The quote is from chapter II, of an adapted version of the original don Quixote.

The whole chapter is about don Quixote's first trip out of home after becoming obsessed with the idea of being a knight. Hence the one being made a knight is don Quixote himself. That is why he is looking for someone who is already a knight. (It wouldn't make sense to confer knighthood to someone that already has it.)

A possible translation for the passage could be:

He decided that the first knight-errant that he met would confer him knighthood. [or: would dub him.]

The original text offers a more complex grammar and old-fashioned idioms, yet the fact that he is the one being dubbed is clearer:

mas, pudiendo más su locura que otra razón alguna, propuso de hacerse armar caballero del primero que topase, a imitación de otros muchos que así lo hicieron, según él había leído en los libros que tal le tenían

which, is translated by John Ormsby as:

but his craze being stronger than any reasoning, he made up his mind to have himself dubbed a knight by the first one he came across, following the example of others in the same case, as he had read in the books that brought him to this pass

This pass obviously refers to his insanity. Knights-errant were (at the time, at least) more of a matter of fiction, and knighthood is not supposed to be conferred by other knights, but by a superior authority.

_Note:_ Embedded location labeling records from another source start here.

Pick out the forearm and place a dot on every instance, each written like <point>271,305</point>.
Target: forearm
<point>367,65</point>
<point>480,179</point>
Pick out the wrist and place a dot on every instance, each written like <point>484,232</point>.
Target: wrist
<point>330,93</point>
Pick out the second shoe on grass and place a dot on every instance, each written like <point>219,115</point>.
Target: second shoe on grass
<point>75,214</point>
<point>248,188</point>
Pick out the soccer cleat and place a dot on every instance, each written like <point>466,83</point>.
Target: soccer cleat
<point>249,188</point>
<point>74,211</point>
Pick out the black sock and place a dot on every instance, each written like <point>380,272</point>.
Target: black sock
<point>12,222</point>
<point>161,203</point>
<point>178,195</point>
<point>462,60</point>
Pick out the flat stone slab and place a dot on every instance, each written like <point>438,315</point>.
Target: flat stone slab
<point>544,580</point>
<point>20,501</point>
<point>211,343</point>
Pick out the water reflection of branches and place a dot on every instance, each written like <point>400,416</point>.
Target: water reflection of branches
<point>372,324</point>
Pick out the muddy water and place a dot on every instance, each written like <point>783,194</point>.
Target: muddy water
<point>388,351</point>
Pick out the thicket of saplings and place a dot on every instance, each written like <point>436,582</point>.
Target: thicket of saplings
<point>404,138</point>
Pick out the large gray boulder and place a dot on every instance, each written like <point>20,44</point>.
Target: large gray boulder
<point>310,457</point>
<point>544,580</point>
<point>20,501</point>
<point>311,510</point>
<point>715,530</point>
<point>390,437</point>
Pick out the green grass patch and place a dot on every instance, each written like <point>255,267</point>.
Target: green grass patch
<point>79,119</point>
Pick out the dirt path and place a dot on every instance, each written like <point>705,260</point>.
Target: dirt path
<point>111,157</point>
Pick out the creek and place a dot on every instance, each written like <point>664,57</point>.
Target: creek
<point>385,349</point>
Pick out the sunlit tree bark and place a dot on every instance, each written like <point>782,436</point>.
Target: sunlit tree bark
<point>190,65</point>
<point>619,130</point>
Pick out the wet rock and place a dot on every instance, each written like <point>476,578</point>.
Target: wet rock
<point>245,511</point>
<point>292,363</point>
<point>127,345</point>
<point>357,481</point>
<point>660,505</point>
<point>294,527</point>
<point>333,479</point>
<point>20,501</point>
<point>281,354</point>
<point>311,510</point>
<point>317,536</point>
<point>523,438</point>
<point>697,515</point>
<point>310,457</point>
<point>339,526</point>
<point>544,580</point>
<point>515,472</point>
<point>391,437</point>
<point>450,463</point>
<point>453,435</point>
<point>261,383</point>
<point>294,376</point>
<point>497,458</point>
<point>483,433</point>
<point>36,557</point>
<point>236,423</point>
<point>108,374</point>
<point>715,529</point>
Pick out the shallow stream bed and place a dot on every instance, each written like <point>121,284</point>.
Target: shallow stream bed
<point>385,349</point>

  • I appreciate the detailed response. It seems that frankly the original text isn't too clear, but this has been a very useful exercise - which is perhaps the point!
    – GaB
    Jul 31, 2017 at 14:16
  • @GaB yes. The grammar of the sentence is by itself somehow ambiguous. The word order gives a hint. The presence of le makes other interpretations less likely, but do not rule them out completely. What really gives all the needed information is the context.
    – Rafael
    Jul 31, 2017 at 17:29

The translation into English is faulty in that it repeats the direct object (DO):

  • He decided that the first walking knight that he encountered he would make him a knight.

It would have been better to say:

  • He decided that the first walking knight that he encountered he would make a knight.

Now, is a walking knight not a knight? I find some lexical contradiction there, just as I find in a caballero andante not being a caballero.

Anyway, in Spanish personal direct objects have to be preceded by the preposition "a". Therefore, for your translation to work, the Spanish version should have been:

  • Decidió que al primer caballero andante que encontrase le armaría caballero.
  • @walen Mi respuesta sólo apuntaba a marcar el error en la traducción y cómo debería haber sido el original para q esa traducción funcionara.